Growing up, I struggled to find my place in the world: Who was I? Where was I from? I had no home, race, tribe, religion, people or nation I could point to and categorically say: There, that is me, they are mine. Being an outsider, though, I have come to realise, is a gift. It allows me to observe others, both with a surfeit of empathy, as well as a measure of dispassion. As Simone de Beauviour wrote, ‘In every society, the artist or writer remains an outsider.’ I studied anthropology as part of my degree in zoology, learning about the Kung bush people of the Kalahari, the Hadza of Tanzania and the Himba of Namibia. But as writers, we are all anthropologists, observing the natives and commenting on their customs. As writers, we can tap into that feeling of being an outsider in order to document the human soul.

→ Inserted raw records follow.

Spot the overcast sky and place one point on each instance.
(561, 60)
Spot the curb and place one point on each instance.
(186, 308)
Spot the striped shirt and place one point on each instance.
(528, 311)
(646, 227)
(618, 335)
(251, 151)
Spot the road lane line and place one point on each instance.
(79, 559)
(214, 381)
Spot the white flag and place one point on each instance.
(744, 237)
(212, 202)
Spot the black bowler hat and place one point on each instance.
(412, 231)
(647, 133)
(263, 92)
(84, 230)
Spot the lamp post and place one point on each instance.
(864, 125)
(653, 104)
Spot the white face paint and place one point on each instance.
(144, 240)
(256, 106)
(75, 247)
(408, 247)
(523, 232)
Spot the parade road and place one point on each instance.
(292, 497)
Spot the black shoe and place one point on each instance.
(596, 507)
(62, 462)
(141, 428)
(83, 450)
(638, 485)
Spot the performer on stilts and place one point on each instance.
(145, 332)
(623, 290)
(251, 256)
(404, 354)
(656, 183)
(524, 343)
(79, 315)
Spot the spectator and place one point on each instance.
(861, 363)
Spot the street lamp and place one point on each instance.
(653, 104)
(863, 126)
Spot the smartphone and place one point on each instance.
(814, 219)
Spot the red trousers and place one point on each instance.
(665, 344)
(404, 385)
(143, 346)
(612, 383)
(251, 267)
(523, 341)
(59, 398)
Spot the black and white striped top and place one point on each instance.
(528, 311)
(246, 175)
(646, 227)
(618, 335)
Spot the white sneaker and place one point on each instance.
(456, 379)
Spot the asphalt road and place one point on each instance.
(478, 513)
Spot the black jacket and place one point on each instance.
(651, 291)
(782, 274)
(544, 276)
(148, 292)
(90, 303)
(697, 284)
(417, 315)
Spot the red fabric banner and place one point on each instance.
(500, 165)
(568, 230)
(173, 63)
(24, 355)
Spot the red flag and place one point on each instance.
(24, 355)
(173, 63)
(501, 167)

And whilst not everyone is born or brought up as an outsider, it is both a contradiction and yet a universal truth that most, if not all of us, will at some point feel that we do not belong, or that we have been left out, even if it is as seemingly small as being excluded from a conversation, or as astronomically large as being one third of the human race who do not have access to fresh water. As author, Elizabeth Day, writes, ‘I often find myself feeling as if I’m pressing my nose up against the window, looking at an untouchable group I cannot be part of.’
Although it’s a human need to belong, many of us, in ways both large and small, do not, and as a result, we champion ‘The Outsider’ in our stories. As Salman Rushdie writes in The Ground Beneath her Feet, why else would we celebrate ‘the non-belongers, the different ones, the outlaws, the freaks’?
My father was no stranger to being an outsider himself, given that he was originally a poverty-stricken orphan from Cork, then a Catholic priest preaching to the Yoruba in Nigeria, before becoming a Professor of Peace Studies in Yorkshire and father to four small children. When I was a teenager, flailing and failing to find my place he would quote Virginia Woolf to me: ‘As a woman, I have no country. As a woman, I want no country. As a woman, my country is the whole world.’
And I would add: As writers, our country is the whole world.
What do you think? Do writers need to be at least partly on the margins of society, community, culture?